Chargebacks can kill crowdfunded businesses - vonnik
http://blog.airbriteinc.com/post/68281049873/chargebacks-kill-crowdfunded-businesses-you-can-avoid
Chargebacks are basically refunds. But they happen before you ship. Early-stage hardware makers and product design firms usually get hit during their manufacturing lag. If more than 1% of your total transactions result in chargebacks, credit card companies can refuse to let you process payments with their cards. And that&#x27;s game over.
======
us0r
So much wrong with this.

"Chargebacks are basically refunds. But they happen before you ship. "

No they can happen at anytime (including past the 120 day point even though
that is supposed to be the cutoff time).

"Credit card companies generally cap the amount of chargebacks at 1-2 percent
of a company’s total transactions."

No Visa and MC set this and it comes with an AND clause. So you if you sell
100 of something and 1 person charges back - you are not going into a
monitoring program.

"If your chargebacks exceed that, they limit your ability to process payments
from their cards. Which means you won’t be able to sell online"

Also not true.
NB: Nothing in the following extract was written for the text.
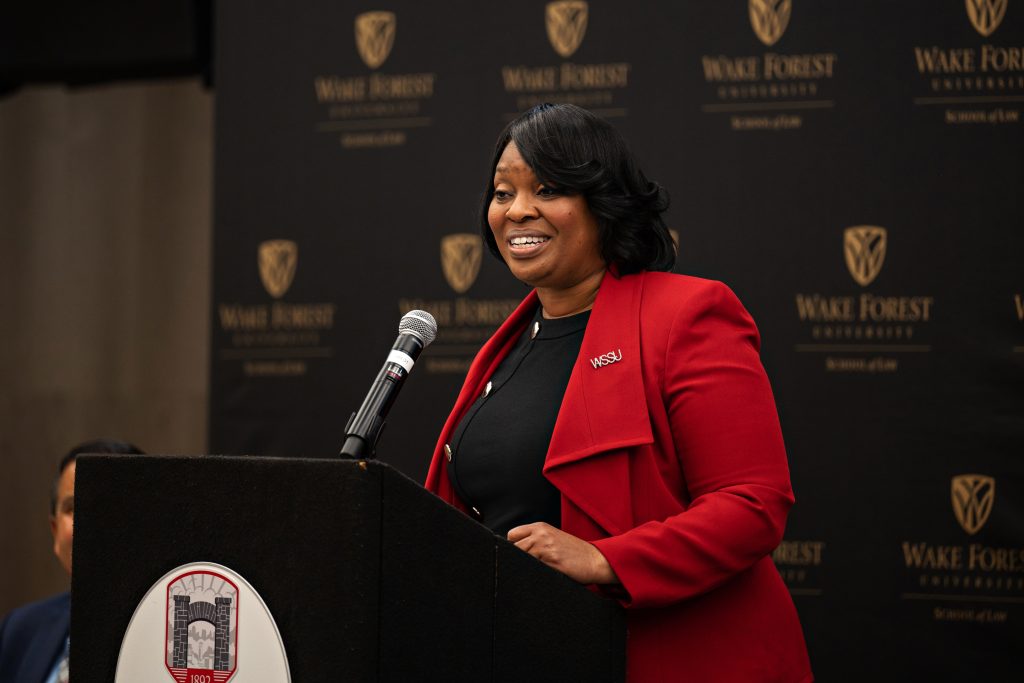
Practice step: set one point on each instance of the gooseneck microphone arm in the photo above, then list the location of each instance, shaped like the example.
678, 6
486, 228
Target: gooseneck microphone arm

Even if you have a TMF you can still find banks who will
process for you (assuming you are actually a legit company).

"you don’t have to worry about chargebacks shutting you down."

You always have to worry about chargebacks.

"lets you do take orders and avoid chargebacks"

Like any other merchant account? You have nothing special which “avoids”
chargebacks.

"There are two other solutions, both of them flawed. "

No. Several solutions to the problem. One option is a $0 auth to the card then
try to bill when you are ready to ship. Any merchant account will support
this.

"you can take all the payment and order information you need, sidestep
chargebacks"

Nothing "sidesteps" chargebacks.